Remote work has taught us that people can be just as productive working from home as they are working in the office. Specifically, hybrid operations have proven to be a perfect balance of in-person interaction and remote flexibility. One major factor that leadership needs to consider regarding remote operations is cybersecurity status. If your users can easily log into your core network and applications, so can cyber criminals.
If not effectively managed, remote operations present a major risk to any organization and have become a prime target for cybercrime. Remote operations are generally great - after all, your organization may be able to reduce real estate and other related costs. But don’t forget – you need to invest in cybersecurity like never before.
Although several years have passed now since the initial rush into remote operations, many organizations find themselves distinctly lacking in cybersecurity controls around remote operations. Accessing a network is the main goal of an attacker, and it’s much easier to get around the security of a user’s home PC riddled with malware compared to secured corporate devices.
What are the biggest cybersecurity threats to remote workers?
A compromised workstation or endpoint is the biggest threat to remote operations. By infiltrating a user’s system, attackers can pivot this into full network access if the proper security controls are not in place. This compromise presents the biggest risk if an organization allows non-compliant devices to connect directly into their network.
For example, you are at risk if your organization allows any user to connect directly via VPN or RDP into your network from a personal device. Without properly vetting whether the device is running the latest patches and security, there is a gap in visibility and security. Attackers leverage this fact and target personal devices with attacks such as phishing or Remote Access Malware.

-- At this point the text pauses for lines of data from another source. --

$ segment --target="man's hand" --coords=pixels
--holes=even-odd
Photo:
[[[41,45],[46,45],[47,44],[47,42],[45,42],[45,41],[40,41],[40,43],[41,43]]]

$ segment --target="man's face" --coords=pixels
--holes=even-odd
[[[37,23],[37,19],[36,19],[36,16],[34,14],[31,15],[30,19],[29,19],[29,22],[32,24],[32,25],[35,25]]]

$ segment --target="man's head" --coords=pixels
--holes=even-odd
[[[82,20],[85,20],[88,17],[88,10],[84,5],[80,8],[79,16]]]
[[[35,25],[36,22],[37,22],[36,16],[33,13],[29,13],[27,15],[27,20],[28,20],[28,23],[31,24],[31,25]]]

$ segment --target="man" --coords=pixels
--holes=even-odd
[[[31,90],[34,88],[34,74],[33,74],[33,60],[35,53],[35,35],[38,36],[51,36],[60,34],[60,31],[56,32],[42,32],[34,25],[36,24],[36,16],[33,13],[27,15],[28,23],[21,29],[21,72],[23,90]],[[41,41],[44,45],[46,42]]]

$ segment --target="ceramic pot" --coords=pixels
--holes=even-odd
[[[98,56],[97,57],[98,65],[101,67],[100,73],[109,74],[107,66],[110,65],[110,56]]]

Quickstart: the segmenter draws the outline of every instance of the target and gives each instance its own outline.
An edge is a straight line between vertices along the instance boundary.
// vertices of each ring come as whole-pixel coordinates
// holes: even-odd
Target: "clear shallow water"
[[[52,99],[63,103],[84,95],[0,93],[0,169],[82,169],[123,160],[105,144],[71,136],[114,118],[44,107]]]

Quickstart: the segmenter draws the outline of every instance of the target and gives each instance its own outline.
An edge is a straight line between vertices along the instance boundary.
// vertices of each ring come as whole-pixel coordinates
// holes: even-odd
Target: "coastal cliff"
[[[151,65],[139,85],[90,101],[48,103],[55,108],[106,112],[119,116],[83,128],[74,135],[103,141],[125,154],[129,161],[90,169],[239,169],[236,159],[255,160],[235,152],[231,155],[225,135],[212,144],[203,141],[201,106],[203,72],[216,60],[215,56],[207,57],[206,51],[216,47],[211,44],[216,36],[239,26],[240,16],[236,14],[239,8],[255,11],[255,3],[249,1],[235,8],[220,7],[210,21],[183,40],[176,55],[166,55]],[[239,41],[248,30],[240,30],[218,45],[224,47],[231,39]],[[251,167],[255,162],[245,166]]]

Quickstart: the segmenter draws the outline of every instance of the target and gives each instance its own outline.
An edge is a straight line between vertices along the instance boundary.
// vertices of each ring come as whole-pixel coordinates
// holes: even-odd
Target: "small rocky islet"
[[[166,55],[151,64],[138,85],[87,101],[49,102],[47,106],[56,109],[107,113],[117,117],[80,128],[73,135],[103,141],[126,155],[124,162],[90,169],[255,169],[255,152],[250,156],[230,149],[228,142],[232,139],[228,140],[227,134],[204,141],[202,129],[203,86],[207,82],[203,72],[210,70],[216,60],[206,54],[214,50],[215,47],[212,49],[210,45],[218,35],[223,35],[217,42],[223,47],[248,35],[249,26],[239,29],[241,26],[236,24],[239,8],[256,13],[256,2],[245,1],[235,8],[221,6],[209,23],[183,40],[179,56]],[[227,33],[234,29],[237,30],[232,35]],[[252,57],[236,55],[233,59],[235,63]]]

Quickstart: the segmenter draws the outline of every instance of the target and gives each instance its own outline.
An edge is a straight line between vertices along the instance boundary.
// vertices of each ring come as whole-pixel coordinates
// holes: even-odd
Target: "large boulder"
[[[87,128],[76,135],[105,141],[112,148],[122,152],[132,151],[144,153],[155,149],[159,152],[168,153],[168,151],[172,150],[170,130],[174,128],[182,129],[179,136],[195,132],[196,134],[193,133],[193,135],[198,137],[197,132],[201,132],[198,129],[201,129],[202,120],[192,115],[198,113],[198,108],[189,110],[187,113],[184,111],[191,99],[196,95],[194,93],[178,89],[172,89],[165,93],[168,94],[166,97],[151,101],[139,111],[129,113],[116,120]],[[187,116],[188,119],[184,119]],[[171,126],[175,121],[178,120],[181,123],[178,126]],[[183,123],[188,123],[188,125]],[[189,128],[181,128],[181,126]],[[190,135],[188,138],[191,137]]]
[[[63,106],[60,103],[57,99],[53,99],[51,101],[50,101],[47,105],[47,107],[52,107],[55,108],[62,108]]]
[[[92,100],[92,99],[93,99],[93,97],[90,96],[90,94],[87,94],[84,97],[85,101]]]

Which threats are more relevant within hybrid or remote operations?
Another significant risk is from user account access within SaaS applications. While not a risk exclusive to remote operations, the risk is much higher when unmonitored devices can download and sign up for services that are not vetted by the central IT team. This “Shadow IT” (hidden IT and services that go unnoticed by the IT team) can be a major vector for compromises that are difficult to detect.
Shadow IT is hard to counter with the proper device management, policies, IT strategy, and data protection plan. If users are signing up for an alternative service (for example, Box when OneDrive is the company standard) there may be a training or functionality gap. Be sure to evaluate whether your users are satisfied with your current remote work stack and conduct gap analyses on current solutions if Shadow IT is a big problem at your organization.
What are the top five tips to stay safe with remote work?
- Account Safety with Multi-Factor Authentication and Single-Sign-On
- Multi-factor authentication (MFA) is the gold standard of account security. In fact, we often reiterate that accounts without MFA are completely wide-open to attack. Username + Password is an outdated concept that has led to a large majority of account compromises. Ensuring that users must use their alternative devices physically in their possession helps ensure that they are actually the person logging in to the account.
- Single-Sign-On (SSO) is a newer technology that limits the available attack surface for hackers by linking all logins into a single service. This service will require MFA, strong passwords, and contain the proper administrative and alerting capabilities to thoroughly protect accounts from attack. As an added bonus, users have an improved workflow since sign in is only required once a day.
- Centrally Monitored, Managed Devices
- By utilizing a centralized monitoring and management solution, teams are able to verify important metrics such as device health, security compliance, patch status, and user information. The tools used to achieve these remote management goals are called Remote Monitoring and Management (RMM) solutions and Mobile Device Management (MDM).
- Solutions like RMM and MDM help enforce compliance on company devices as well as monitor important status indicators. If a user is having an issue, these tools enable remote support from the IT team without utilizing dangerous and unwieldy remote access tools.
- Compliance-oriented VPN
- If your organization allows anyone to connect to your VPN, you are increasing your risk of a compromised personal device infiltrating your network.
- Enforcement of device compliance, MFA, and modern VPN clients will help reduce the risk of your network’s perimeter being compromised from a device that was not complying with the organization’s cybersecurity policy.
- Controlling Administrative Accounts
- An organization’s admin accounts are the most valuable asset an attacker can obtain – this gives them free reign within the environment to act with impunity. They can even remove logs and security roadblocks with this account, hiding within a network for months on newly created admin accounts that branched from the original.
- Utilizing strict administrative controls such as blocking local admin on workstations, following the principle of least privilege (POLP), and leveraging a Privileged Access Management (PAM) solution can help significantly reduce the risk of a breached network admin account.
- Managed Detection and Response Services
- Managed Detection and Response (MDR) services serve to prevent, detect, and respond to cyber incidents remotely by utilizing innovative security solutions.
- MDR services help to augment an existing IT security stack by providing direct protection to company assets – whether remote or on-premise.